À ne pas reproduire : la bureaucratisation. La définition de ce mot bien laid, c’est le processus par lequel la multiplication des fonctions administratives et techniques d’un groupe conduit une partie de celui-ci à former un corps autonome, avec sa logique propre. Ce corps se retrouve alors détaché des aspirations et des buts du reste du groupe. En gros, c’est ce qui fait que la direction de la CGT ou de la CFDT fait tout un tas de chose qui semblent absurdes au travailleur de base mais qui, pour les grands chefs, ont un sens. L’ensemble des combines internes, au niveau national, dans les négociations « entre partenaires sociaux » (cf. Notre article Arnaque aux partenaires sociaux), qui les conduisent à adopter une attitude excessivement timorée, par exemple, résulte du fait qu’ils se sont coupés de « la base » depuis longtemps. Ce que nous appelons bureaucratisation, c’est ce qu’eux appellent la « sagesse du pouvoir ». Mais nulle sagesse là-dedans : quand vous arrivez dans les hautes sphères d’une organisation et que vous adoptez par « sagesse » des principes opposés au sien, vous n’êtes qu’un traître.

Malheureusement, il n’y a pas que les grandes structures qui se bureaucratisent. Une organisation mal conçue au départ peut tomber dans ce genre de dérive. Exemple : vous nommez un trésorier de votre collectif si vos actions nécessitent de l’argent, pour imprimer des tracts, entretenir le local, pour des déplacements, etc. Il le reste pendant des années et, à la fin, il risque de devenir davantage trésorier que membre de votre organisation. Avec le secrétaire, si vous avez nommé un secrétaire, au bout d’un moment, ils vont tous les deux venir faire des leçons d’expertise et s’autoriser des décisions contraires aux buts de votre collectif qui ne pourra plus reprendre la main sur les tâches qu’ils ont accaparées.

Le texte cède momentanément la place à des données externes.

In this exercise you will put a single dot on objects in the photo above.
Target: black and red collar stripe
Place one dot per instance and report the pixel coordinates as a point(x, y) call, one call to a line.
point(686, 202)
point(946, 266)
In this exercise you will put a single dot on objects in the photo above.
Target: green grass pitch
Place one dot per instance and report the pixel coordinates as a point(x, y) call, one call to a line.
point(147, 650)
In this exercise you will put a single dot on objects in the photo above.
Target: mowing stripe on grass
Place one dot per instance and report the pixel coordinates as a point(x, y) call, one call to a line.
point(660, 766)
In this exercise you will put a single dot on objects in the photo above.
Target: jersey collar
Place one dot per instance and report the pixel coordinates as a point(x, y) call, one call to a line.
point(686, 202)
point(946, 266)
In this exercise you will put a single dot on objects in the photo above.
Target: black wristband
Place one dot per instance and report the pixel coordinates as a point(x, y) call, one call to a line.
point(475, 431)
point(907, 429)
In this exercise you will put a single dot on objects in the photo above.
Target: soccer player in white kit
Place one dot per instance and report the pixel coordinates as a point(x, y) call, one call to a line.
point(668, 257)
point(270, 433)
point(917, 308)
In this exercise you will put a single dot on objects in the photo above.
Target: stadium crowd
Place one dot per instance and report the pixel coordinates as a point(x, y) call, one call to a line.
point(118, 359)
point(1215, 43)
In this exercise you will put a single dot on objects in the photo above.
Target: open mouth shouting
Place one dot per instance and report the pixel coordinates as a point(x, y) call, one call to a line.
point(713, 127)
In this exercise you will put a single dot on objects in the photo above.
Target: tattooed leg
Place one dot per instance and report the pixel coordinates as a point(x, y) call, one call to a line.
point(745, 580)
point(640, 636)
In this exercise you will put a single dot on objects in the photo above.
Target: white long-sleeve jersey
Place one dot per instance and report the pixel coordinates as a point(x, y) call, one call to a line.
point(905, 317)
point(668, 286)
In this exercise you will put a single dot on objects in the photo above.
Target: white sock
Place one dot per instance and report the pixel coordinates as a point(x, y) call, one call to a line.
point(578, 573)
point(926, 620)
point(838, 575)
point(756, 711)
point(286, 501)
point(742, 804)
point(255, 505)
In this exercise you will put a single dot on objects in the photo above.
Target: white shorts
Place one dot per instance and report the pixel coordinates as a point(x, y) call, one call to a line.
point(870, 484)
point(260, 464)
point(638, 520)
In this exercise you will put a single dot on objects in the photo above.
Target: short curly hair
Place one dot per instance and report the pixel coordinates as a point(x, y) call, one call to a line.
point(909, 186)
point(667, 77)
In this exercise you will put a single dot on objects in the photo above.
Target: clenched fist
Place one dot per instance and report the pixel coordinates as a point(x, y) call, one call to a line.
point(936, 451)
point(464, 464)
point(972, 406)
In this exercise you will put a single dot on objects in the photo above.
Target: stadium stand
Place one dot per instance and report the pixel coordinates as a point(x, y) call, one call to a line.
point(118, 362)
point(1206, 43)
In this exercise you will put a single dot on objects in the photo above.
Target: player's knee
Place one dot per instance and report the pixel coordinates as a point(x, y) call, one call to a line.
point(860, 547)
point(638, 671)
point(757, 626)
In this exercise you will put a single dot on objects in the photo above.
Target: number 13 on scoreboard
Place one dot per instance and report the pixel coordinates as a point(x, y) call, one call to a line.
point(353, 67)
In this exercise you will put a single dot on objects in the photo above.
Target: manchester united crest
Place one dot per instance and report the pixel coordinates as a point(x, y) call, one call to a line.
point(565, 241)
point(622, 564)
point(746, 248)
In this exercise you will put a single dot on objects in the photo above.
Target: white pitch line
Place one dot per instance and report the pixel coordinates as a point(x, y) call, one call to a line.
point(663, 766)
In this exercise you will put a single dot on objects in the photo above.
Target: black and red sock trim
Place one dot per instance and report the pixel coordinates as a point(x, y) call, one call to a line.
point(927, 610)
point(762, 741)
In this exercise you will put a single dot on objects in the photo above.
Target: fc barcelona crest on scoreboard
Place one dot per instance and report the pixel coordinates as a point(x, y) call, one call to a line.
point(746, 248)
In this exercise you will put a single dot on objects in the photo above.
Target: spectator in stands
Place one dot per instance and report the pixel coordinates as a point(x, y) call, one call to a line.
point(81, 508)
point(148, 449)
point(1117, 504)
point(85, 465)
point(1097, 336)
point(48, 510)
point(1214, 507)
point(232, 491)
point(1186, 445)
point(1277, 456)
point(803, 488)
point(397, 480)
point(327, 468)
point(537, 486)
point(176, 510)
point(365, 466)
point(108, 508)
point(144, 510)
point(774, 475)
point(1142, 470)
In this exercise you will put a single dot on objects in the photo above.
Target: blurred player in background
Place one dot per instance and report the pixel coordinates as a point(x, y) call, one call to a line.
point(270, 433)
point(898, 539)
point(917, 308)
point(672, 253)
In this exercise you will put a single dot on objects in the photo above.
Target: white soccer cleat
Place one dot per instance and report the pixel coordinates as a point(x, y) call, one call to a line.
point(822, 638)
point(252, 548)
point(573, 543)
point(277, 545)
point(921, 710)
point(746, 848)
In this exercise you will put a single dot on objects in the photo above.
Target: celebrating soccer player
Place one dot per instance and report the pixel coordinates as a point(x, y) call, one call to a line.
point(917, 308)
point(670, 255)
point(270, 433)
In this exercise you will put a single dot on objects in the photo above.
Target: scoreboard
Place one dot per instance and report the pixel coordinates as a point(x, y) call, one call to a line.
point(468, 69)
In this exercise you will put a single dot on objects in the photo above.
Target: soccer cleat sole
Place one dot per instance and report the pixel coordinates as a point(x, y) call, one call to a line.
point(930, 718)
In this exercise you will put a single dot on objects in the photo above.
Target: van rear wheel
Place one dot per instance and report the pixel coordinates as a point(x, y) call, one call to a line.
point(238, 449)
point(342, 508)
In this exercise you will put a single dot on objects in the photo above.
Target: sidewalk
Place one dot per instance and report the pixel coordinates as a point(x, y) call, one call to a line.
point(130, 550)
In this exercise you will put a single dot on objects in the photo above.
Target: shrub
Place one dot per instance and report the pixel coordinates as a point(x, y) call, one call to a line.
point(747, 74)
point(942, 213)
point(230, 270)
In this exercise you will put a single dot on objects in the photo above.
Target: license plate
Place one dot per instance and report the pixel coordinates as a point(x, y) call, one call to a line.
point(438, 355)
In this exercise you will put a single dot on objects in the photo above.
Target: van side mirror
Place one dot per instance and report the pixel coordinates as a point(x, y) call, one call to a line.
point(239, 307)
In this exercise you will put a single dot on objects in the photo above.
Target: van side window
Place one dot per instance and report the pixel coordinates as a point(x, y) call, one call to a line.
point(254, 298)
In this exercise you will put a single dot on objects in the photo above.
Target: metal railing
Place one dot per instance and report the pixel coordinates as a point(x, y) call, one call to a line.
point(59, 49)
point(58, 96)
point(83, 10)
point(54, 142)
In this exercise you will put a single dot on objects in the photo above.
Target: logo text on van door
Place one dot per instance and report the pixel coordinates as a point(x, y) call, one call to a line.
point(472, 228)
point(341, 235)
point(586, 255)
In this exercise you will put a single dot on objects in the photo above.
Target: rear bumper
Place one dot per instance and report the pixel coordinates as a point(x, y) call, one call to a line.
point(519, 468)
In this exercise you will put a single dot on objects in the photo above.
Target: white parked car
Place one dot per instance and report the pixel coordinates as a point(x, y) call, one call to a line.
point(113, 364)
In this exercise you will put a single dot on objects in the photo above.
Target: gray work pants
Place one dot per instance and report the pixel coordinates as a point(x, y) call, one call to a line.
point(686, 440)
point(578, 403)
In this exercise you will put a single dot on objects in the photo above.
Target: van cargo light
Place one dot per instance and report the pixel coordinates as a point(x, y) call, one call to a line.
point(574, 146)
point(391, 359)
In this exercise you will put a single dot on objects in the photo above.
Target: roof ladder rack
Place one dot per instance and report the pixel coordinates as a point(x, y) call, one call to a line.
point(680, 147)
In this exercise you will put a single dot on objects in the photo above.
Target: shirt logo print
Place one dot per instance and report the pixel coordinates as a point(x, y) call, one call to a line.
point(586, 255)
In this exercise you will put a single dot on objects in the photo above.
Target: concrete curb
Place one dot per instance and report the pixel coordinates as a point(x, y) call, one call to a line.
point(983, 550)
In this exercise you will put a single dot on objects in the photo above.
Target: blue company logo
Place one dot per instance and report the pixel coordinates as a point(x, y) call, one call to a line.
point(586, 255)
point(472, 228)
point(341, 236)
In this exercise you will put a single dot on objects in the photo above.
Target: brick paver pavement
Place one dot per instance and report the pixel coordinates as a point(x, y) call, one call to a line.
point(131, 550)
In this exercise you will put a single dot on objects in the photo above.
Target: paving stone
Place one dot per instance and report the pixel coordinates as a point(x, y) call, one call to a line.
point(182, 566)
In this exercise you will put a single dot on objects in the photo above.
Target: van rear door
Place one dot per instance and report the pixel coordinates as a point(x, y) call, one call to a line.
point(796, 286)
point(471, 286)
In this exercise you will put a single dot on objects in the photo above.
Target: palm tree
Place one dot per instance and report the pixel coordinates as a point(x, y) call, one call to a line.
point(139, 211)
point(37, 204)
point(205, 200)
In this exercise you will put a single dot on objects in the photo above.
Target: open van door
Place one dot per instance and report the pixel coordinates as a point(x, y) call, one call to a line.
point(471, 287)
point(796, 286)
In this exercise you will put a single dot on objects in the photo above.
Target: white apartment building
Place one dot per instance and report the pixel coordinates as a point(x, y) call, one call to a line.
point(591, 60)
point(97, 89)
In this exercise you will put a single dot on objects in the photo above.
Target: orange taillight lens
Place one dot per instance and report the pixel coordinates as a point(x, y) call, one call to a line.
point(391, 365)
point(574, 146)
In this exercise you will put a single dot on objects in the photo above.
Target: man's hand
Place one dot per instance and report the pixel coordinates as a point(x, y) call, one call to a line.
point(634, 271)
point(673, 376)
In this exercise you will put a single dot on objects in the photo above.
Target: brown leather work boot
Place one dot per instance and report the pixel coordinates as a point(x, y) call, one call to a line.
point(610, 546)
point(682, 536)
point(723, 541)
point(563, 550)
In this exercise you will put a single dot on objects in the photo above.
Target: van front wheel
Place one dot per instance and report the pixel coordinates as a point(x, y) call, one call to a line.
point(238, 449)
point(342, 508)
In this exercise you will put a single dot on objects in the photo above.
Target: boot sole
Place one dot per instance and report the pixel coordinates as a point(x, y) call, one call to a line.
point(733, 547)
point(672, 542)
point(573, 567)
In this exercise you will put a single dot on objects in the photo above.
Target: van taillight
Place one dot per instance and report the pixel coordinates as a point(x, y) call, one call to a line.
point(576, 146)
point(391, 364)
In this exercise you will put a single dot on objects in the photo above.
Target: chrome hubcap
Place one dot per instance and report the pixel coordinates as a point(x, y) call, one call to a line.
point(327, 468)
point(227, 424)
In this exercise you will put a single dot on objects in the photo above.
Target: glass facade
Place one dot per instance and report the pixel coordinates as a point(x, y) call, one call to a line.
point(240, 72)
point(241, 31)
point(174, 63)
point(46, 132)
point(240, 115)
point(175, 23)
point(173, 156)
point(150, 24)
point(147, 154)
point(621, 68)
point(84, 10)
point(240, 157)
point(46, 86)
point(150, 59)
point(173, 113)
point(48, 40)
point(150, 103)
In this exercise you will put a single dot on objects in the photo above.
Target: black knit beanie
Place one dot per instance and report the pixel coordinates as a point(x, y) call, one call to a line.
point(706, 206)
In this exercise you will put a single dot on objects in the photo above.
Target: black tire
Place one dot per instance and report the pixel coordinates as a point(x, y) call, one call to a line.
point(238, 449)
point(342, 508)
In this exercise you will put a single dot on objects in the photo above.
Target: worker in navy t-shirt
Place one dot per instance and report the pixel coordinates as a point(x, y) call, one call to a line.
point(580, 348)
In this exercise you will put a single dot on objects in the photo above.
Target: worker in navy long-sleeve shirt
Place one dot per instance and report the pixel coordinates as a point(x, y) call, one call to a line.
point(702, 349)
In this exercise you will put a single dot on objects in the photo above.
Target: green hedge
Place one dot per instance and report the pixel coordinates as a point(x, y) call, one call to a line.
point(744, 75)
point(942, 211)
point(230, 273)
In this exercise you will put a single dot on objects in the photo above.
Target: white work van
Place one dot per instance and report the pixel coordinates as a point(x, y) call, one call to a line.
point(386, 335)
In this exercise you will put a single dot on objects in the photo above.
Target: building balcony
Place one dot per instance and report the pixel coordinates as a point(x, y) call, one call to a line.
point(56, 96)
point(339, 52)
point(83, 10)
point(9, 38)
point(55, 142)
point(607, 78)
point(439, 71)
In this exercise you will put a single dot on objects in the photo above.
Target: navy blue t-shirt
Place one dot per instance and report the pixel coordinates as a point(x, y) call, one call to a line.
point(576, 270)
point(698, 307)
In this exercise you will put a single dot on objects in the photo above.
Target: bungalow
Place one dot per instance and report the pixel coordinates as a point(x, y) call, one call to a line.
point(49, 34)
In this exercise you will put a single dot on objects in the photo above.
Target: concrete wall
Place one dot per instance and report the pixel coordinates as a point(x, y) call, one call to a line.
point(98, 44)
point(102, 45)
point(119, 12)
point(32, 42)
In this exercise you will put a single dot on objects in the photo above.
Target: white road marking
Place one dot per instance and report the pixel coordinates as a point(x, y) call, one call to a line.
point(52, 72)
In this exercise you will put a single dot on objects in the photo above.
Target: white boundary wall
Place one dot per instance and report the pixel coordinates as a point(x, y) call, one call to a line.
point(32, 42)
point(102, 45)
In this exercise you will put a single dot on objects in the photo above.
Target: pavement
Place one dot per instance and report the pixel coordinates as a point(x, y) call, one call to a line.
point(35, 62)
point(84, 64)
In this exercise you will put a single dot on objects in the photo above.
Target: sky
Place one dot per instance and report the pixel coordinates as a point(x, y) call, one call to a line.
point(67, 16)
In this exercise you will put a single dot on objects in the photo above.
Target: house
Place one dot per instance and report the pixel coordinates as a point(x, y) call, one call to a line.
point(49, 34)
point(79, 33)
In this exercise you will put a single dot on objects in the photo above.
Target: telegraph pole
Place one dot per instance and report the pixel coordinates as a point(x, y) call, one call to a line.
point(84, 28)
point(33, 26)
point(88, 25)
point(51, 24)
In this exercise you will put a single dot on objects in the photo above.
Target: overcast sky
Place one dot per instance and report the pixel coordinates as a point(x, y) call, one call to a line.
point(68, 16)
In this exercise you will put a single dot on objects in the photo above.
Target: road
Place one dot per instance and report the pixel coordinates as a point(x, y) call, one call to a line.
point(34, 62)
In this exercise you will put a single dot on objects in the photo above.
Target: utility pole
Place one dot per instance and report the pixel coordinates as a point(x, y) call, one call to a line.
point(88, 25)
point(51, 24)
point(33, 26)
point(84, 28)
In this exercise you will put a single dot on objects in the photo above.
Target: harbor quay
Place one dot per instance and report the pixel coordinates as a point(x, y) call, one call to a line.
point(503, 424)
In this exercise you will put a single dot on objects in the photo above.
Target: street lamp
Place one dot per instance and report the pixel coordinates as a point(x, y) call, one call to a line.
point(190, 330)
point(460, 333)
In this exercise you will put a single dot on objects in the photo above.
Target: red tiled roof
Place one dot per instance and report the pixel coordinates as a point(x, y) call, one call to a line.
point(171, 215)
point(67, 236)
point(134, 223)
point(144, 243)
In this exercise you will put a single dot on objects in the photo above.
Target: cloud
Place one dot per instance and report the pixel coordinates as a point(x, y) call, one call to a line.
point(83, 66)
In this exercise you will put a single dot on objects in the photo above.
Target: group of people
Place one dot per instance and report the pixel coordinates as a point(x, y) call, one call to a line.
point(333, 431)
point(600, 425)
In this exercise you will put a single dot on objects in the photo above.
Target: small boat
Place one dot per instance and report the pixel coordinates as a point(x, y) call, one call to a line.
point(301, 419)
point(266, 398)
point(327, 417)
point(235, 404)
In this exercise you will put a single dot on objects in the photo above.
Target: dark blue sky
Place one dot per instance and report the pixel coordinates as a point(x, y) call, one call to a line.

La plupart des syndicats a évolué de cette manière, c’est pourquoi il faut vous en méfier et faire attention aux structures de représentations proposées par votre entreprise : elles sont souvent pré-bureaucratisées. C’est-à-dire qu’on y trouvera une hiérarchie en miniature imposée dans les statuts. Une hiérarchie faite de présidents, trésoriers et secrétaires, comme si celle de l’entreprise ne suffisait pas. On vous demandera d’élire un petit chef, comme si on n’en avait pas déjà assez au travail. Un collectif qui entre dans ce moule s’en trouvera donc modifié, car les dirigeants de l’entreprise y ont intérêt. Combien de cadres dirigeants viennent flatter et brosser dans le sens du poil le délégué du personnel ? « Ce qui est bien avec vous machin, c’est qu’on peut discuter sans s’énerver ». « Vous êtes quelqu’un de fiable bidule, ça fait plaisir, on sent que vous avez à cœur la réussite de la boîte ». Ils brossent, ils brossent, ils brossent, à la limite ils arrosent, et à la fin on obtient la CFDT.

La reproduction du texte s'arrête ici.